To my detriment my kids understand too well the weak spot that I have for books. When we are at the shopping mall my son will always beg to go into the book store. He knows that his chances of a treat in there are higher than in any other store at our local Westfield.
While I tend to give away the vast majority of books I am given to review, my own children are book hoarders. I love the glint they each get in their eyes when they have a crisp new book to read, and so, their personal collections keep growing; spilling in fact, from their book shelf to cover every available space in their rooms and everywhere else. While I could bemoan the mess (and I often am heard to scream ‘Put these books away so I have some space to cook dinner!’), this is a good thing. After all, as a wise person once said, ‘Books are the only thing that money can buy that will make you richer.’
This brings me to my 8th tip. Reward kids with books. In fact, I’m going to extend this to rewarding children with books and anything related to books. For teachers this translates to book marks and reading related stickers. It also might mean giving children the special experience to watch the movie version of a book they read and enjoyed, or, attend a book talk of one of their favourite authors.

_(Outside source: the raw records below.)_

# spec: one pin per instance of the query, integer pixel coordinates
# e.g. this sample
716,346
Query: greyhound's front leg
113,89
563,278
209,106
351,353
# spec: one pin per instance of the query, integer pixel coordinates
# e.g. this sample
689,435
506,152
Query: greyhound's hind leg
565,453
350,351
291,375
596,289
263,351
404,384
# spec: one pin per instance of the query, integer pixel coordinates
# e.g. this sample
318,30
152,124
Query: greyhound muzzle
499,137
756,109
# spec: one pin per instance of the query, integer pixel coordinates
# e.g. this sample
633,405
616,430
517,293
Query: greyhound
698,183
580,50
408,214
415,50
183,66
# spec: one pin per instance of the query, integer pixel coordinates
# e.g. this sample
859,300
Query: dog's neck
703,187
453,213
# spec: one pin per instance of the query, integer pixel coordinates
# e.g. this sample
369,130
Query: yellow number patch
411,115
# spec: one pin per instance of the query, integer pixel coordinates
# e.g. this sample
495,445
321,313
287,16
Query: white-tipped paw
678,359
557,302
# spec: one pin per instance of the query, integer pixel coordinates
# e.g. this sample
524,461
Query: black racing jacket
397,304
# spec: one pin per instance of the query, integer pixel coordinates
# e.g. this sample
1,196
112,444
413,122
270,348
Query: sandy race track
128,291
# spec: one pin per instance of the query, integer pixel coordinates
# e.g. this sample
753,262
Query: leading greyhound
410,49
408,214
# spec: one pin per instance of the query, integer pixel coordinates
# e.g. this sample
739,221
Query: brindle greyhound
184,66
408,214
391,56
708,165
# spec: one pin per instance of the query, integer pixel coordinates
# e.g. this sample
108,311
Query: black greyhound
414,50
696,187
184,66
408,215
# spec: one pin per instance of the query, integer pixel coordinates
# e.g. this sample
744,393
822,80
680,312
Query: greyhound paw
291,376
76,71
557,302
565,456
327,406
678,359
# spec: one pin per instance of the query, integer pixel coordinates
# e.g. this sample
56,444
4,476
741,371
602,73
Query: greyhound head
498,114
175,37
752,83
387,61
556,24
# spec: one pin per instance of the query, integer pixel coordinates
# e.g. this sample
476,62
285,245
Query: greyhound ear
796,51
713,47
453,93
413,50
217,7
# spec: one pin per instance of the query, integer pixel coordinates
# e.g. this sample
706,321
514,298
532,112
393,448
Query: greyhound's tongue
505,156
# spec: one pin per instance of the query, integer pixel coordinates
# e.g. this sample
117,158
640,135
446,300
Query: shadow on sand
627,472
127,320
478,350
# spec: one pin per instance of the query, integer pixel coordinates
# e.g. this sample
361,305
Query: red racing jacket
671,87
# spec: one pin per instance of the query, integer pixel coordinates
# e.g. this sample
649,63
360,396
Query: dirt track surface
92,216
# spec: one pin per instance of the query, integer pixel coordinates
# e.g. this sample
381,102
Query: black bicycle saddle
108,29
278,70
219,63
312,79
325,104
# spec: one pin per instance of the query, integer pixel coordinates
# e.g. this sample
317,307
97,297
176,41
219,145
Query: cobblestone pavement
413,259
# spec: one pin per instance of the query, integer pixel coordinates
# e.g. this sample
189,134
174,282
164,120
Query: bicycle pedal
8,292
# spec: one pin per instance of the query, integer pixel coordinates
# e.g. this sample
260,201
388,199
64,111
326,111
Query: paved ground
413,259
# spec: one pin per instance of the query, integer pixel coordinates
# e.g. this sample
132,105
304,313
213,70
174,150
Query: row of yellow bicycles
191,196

There was a time once, in the not so distant past, when books were considered a luxury and the few volumes that people owned, were treasured and read, cover to cover, many times. If you go into any antiquarian bookstore you can find old books, gifted to students as academic prizes, the fact which is recorded on the inside cover with a book-plate. Do schools still do this? I suppose in this information rich age, for many communities this is considered unnecessary, as children already have a lot of books. However, in this country there are still too many homes for which books are noticeable by their absence.
About a year ago I made a commitment. With three children and an abundance of birthday parties to attend, I would commit to only buying books as gifts. ‘But Mum’, my eldest daughter said at the time, “. . . we like books but most of our friends can’t stand them.” I must admit, at first, her statement threw me a little. How could anyone not get excited by the prospect of a new book? Of course, as an English teacher, I’ve seen the general apathy towards books from too many of my students. Irrespective of this, I vowed to honour this commitment. I just needed to try harder, do some research and select a book appropriate for the given child’s interests. Since this time I have purchased books for my children’s friends, many of whom are reluctant readers. Quite often they have approached me later to thank me for the book and tell me how much they enjoyed it. It seems that even children who express their reluctance to read will appreciate a book if it has been selected for them, based on their personal interests.
Of course buying books can become an expensive activity. It is the main reason why I have become one of the book depository’s best customers. As educators with limited resources, we need to think outside the box on this one. I have one colleague who created laminated bookmarks for her secondary students. Each of the bookmarks was personalised with images that tapped into the various interests of the students. No doubt flattered by the extra care and effort taken, the students thought they were awesome.
How do you use books (or book related items) as gifts for children? What tips do you have for doing this in a cost effective way?